»Darf ich auch mal«, sagte der Assistent. »Mir geht da grad was durch den Kopf.«
Der Polizist nickte gemessen, als Zeichen, dass Karlsen den Beutel auch mal anfassen durfte. Gnädigerweise.
»Verflixt«, platzte Karlsen aufgeregt heraus. »Fällt Ihnen was auf? Die sind warm!«
Das mussten die anderen natürlich sofort nachprüfen.
»Eigenartig«, sagte Moe. »Ich glaube fast, Sie haben Recht.« Er blickte verwirrt zum Doktor. »Was bedeutet das?«
»Das bedeutet, dass wir sofort Hammerfest anrufen müssen«, erklärte Frihagen.

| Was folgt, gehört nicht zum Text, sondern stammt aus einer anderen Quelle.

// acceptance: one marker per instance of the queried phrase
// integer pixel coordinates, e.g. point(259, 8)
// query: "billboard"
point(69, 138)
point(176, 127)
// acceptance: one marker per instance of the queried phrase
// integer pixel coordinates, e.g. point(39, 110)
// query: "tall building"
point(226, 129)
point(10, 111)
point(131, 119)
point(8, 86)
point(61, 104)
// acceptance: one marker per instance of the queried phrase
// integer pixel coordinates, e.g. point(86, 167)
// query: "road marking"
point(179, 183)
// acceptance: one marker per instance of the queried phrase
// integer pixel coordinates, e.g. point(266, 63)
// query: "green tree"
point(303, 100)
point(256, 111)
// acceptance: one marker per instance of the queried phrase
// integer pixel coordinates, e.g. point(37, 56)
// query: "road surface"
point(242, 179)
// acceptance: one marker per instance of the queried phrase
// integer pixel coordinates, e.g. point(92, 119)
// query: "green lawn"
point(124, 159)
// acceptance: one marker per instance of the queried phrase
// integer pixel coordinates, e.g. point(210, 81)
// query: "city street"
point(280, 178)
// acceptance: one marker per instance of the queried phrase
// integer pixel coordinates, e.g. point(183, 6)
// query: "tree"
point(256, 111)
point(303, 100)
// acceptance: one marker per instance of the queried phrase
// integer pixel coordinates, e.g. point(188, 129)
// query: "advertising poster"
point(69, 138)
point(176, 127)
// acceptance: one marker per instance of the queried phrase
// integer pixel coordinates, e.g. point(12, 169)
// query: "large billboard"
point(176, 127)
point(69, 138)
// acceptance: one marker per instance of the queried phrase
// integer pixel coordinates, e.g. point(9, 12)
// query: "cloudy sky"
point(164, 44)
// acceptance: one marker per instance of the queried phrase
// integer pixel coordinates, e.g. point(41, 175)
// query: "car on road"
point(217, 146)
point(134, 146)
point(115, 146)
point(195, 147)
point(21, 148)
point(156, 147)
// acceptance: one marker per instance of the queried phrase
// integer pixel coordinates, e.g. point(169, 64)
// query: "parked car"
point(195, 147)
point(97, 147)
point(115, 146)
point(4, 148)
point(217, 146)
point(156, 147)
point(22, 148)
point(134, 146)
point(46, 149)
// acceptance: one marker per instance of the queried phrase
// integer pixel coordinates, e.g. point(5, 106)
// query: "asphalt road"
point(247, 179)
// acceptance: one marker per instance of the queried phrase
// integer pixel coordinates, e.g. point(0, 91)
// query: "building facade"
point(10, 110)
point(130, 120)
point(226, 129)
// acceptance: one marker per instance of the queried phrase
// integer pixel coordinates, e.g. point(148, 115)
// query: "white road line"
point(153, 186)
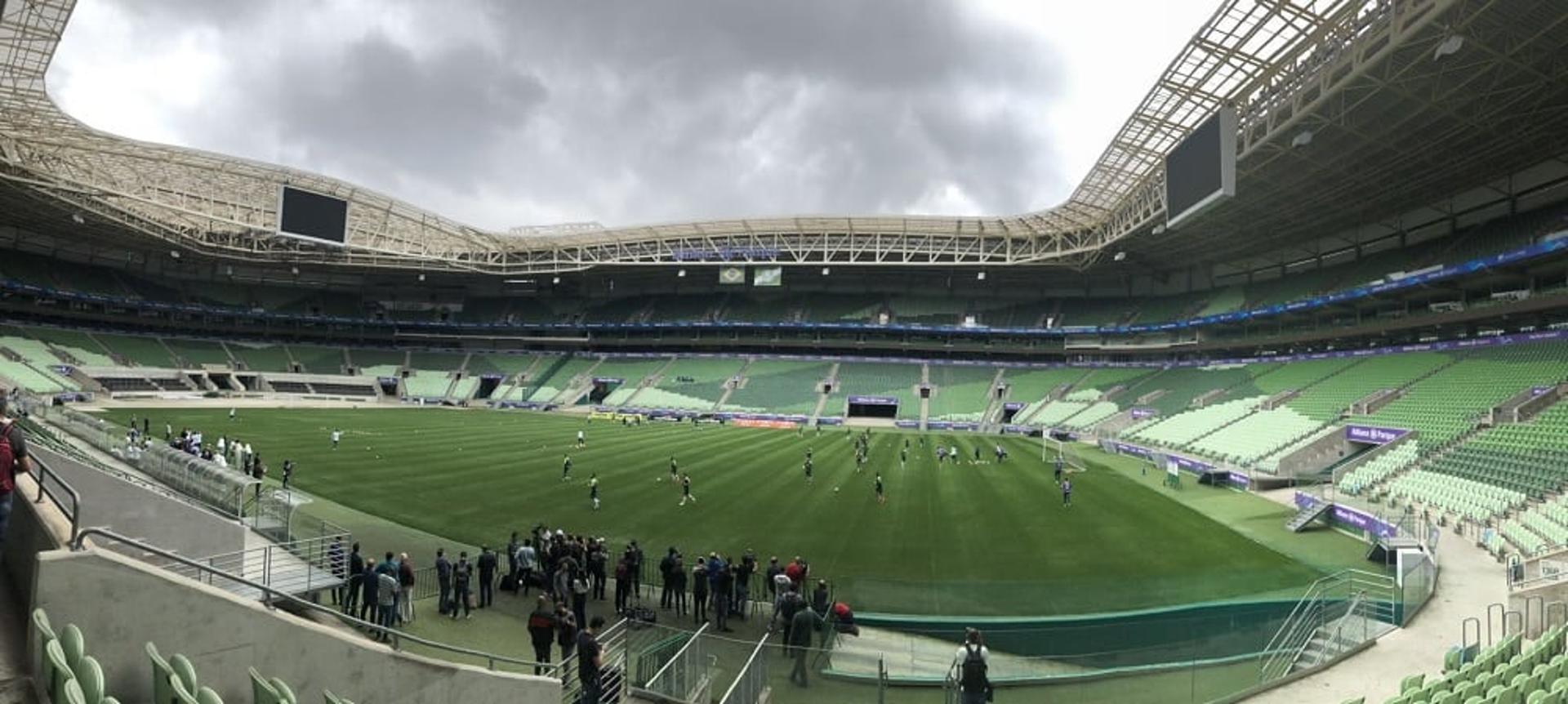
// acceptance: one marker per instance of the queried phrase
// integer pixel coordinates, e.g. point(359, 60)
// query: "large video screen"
point(1200, 173)
point(313, 215)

Nach der großen Umstrukturierung 2002 war der Polizeipräsident von Hammerfest der offizielle Repräsentant des polizeilichen Sicherheitsdienstes in West-Finnmark. »Einverstanden, Karlsen?«
Der Assistent nickte ernst.
»Wenn ich das, was ich im letzten Jahr im Kurs zur Proliferation gelernt habe, nicht falsch verstanden habe, enthält dieser Beutel einen der begehrtesten Giftstoffe, die wir kennen. Im Gegensatz zur allgemein verbreiteten Meinung ist es nicht gefährlich, mit dem Stoff in Berührung zu kommen. Schlucken ist sehr viel gefährlicher. Aber der wahnsinnige Marktwert dieses Stoffes hat nichts damit zu tun, dass es sich um Gift handelt.«
»Sondern?« Moe kam offensichtlich nicht ganz mit.
Sein Assistent klopfte ihm auf die Schulter.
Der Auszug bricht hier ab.